De acordo com o Ministério Público, o dono da fazenda Nova Alegria comandou o ataque depois ter negada pela Justiça ação de reintegração de posse. Os mais de 500 hectares foram remarcados em favor dos assentados. Inconformado com a derrota jurídica, Chafik reuniu 14 homens e, em 20 de novembro, ordenou e liderou o ataque ao acampamento. As vítimas foram executadas a tiros. 

Os réus são acusados de homicídio qualificado, tentativa de homicídio e incêndio. O fazendeiro responde ainda por formação de quadrilha.

O julgamento será presidido pelo juiz do 2º Tribunal do Júri do Fórum Lafayette, Glauco Eduardo Soares Fernandes, mas a sessão será realizada no plenário do 1º Tribunal do Júri. O Ministério Público será representado pelo promotor Christiano Leonardo Gonzaga Gomes. Todas as testemunhas serão ouvidas por carta precatória.  A transferência do júri para Belo Horizonte foi solicitada, segundo a Justiça, para garantir a imparcialidade e a segurança dos envolvidos.

Morosidade

Cerca de 800 integrantes do MST prometem acompanhar o júri popular em Belo Horizonte. Segundo Silvio Neto, uma das lideranças do movimento em Minas Gerais, o MST quer evitar que o fazendeiro Adriano Chafik e os outros três acusados sejam inocentados.

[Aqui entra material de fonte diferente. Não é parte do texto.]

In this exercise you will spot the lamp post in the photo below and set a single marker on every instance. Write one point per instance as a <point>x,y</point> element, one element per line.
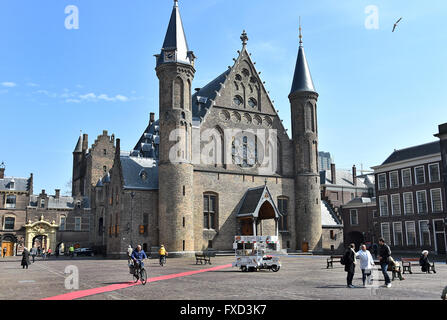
<point>132,195</point>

“Se isso acontecer, o MST se compromete a fazer manifestação e lutas em conjunto com a sociedade. No entendimento do MST, se não houver mobilização social, o Poder Judiciário tende mais uma vez a ser conivente com a violência no campo e a adiar o julgamento e a prisão desse fazendeiro Adriano Chafik, que é mandante e executor dos cinco trabalhadores que foram assassinados no acampamento Terra Prometida e também responsável por toda a barbárie e covardia que foi o massacre”, disse.

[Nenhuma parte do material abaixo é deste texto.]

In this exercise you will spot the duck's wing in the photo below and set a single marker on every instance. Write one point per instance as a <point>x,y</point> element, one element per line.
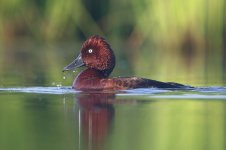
<point>134,82</point>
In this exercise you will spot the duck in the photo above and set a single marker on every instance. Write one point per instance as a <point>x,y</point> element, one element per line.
<point>98,57</point>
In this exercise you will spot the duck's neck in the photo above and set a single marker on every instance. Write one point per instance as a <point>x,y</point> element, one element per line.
<point>93,73</point>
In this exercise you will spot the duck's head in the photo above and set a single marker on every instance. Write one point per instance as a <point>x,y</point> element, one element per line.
<point>96,54</point>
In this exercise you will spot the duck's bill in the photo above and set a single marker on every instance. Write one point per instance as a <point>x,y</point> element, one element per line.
<point>75,64</point>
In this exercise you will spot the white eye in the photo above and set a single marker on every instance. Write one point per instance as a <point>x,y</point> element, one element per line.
<point>90,51</point>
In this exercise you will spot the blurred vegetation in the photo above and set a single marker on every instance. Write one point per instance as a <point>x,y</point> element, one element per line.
<point>182,41</point>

Nesta terça-feira, pelo menos 500 trabalhadores rurais acamparam em frente à Assembleia Legislativa de Minas Gerais, de onde sairão para seguir até o fórum. Os sem-terra reclamam da demora no júri dos executores, que já foi adiado duas vezes: “O risco de um novo adiamento existe. Por isso, estamos mobilizados para que ele seja julgado, ele e os outros pistoleiros. O que de fato não queremos é que voltemos para a casa sem nenhuma posição real do Poder Judiciário, queremos uma resposta, queremos um responsável pelo massacre”, completou Neto.

Sobreviventes

O Terra conversou com sobreviventes e familiares de vítimas do massacre acampados em Belo Horizonte. A maioria vestia uma camisa com os nomes dos cinco lavradores mortos na chacina. O lavrador Jorge Rodrigues Pereira contou que as mais de 200 famílias do acampamento Terra Prometida foram apanhadas de surpresa.

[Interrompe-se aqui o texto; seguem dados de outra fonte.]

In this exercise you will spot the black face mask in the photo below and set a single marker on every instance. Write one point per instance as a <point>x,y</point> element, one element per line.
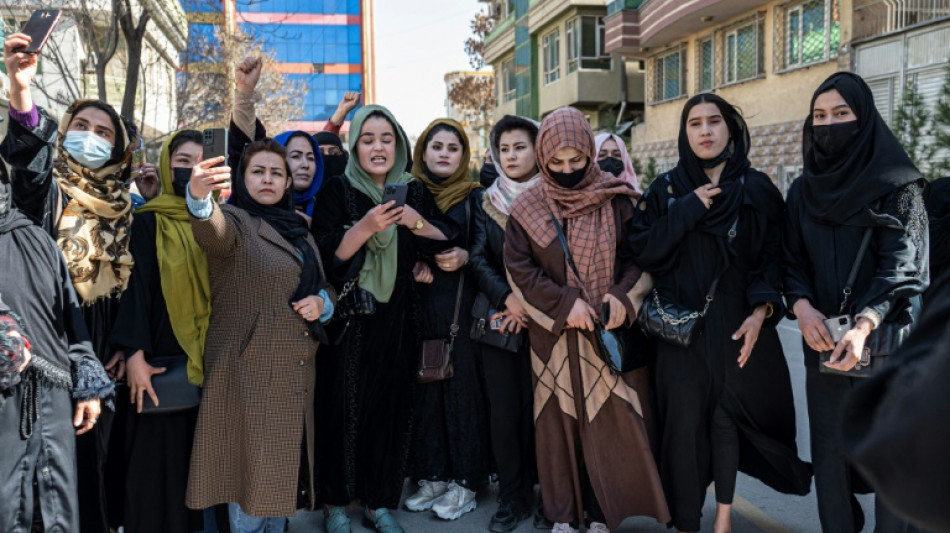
<point>716,161</point>
<point>487,175</point>
<point>180,179</point>
<point>334,165</point>
<point>569,180</point>
<point>611,165</point>
<point>834,140</point>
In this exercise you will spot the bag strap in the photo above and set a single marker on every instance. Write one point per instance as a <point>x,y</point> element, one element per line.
<point>853,275</point>
<point>453,331</point>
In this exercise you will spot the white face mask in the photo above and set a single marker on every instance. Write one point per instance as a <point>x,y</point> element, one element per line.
<point>87,148</point>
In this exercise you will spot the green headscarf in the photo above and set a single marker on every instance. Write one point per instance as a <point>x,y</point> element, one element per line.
<point>183,267</point>
<point>378,274</point>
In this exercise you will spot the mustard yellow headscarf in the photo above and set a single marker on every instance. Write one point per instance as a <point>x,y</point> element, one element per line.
<point>183,267</point>
<point>454,188</point>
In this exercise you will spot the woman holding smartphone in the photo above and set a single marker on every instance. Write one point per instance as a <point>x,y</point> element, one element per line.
<point>857,179</point>
<point>507,374</point>
<point>367,374</point>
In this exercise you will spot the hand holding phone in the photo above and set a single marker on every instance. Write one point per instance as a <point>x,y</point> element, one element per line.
<point>39,28</point>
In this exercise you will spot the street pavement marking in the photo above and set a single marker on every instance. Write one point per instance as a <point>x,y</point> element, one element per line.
<point>757,516</point>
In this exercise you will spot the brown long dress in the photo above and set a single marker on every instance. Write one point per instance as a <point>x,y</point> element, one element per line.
<point>585,418</point>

“A gente havia acabado de sair de uma reunião quando alguns pistoleiros apareceram e pegaram um senhor chamado Geraldo Guimarães pelo colarinho da camisa e com uma arma já encostada na cabeça dele. Atrás, vinham duas filas formadas por diversos jagunços armados. Os primeiros que foram atingidos foram os cinco que morreram. Foi uma cena de filme, naquela hora corria um para o lado e outro para o outro, e tentava voltar, mas aí muitos tiros ao mesmo tempo”, relembrou.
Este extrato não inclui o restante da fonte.